THATCamp CHNM 2009

Posts Tagged ‘ontologies’

Standards

Monday, June 8th, 2009

Here’s my original proposal for THATCamp. The question and issues I’m interested in entertaining dovetail nicely, I think, with those that have been raised by Sterling Fluharty in his two posts.

The panel at last year’s THATCamp that I found the most interesting was the one on “Time.” We had a great discussion about treating historical events as data, and a number of us expressed interest in what an events microformat/standard might look like. I’d be interested in continuing that conversation at this year’s THATCamp. I know Jeremy Boggs has done some work on this, and I’m interested in developing such a microformat so that we can expose more of the data in our History Engine for others to use and mashup.

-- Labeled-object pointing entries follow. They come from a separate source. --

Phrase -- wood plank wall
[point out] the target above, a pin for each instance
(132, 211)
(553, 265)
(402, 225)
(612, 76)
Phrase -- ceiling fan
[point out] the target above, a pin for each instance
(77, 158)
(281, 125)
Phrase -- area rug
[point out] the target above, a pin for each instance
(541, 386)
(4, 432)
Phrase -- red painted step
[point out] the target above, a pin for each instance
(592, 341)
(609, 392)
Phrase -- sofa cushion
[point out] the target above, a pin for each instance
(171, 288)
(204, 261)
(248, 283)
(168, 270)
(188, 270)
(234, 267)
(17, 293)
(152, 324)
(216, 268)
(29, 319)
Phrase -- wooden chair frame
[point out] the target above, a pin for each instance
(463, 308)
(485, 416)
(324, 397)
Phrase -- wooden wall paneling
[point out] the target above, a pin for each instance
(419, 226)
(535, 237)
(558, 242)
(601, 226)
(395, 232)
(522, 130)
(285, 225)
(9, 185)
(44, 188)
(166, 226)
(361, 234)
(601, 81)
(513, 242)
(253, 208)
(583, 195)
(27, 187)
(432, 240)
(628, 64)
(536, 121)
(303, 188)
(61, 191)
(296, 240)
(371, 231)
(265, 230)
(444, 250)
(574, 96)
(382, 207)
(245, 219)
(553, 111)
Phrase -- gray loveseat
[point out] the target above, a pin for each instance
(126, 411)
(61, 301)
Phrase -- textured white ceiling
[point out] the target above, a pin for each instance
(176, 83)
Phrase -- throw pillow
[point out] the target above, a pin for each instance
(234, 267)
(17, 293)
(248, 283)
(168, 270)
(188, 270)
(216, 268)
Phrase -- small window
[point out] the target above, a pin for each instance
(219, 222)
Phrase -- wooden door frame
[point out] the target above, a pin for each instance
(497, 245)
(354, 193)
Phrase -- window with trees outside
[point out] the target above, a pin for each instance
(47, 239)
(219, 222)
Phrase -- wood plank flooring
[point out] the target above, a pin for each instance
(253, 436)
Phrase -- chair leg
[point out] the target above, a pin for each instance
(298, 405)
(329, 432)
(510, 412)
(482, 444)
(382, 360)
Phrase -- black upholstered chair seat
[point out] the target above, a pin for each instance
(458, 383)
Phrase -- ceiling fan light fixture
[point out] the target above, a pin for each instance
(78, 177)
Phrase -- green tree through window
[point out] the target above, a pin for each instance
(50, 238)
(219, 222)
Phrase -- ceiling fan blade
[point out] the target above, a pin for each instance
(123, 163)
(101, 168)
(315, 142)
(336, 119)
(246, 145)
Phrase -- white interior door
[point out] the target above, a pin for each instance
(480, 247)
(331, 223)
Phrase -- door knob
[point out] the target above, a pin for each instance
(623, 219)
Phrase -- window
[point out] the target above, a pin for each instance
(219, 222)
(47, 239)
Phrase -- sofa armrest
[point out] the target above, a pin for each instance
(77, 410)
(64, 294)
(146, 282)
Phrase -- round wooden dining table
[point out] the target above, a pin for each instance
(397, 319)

While I’d like to talk about that particular task, I’d also be interested in discussing a related but more abstract question too that might be of interest to more THATCampers. Standards make sense when dealing with discrete, structured, and relatively simple kinds of data (e.g. bibliographic citations, locations), but I’m wondering if much of the evidence we deal with as humanists requires enough individual interpretation to make it into structured data that the development of interoperability standards might not make that much sense. I’m intrigued by the possibility of producing data models that represent complex historical and cultural processes (e.g. representing locations and time in a way that respects and reflects a Native American tribe’s sense of time and space, etc.). An historical event doesn’t seem nearly that complicated, but even with it I wonder if as humanists we might not want a single standard but instead want researchers to develop their own idiosyncratic data models that reflect their own interpretation of how historical and cultural processes work. I’m obviously torn between the possibilities afforded by interoperability standards and a desire for interpretive variety that defies standardization.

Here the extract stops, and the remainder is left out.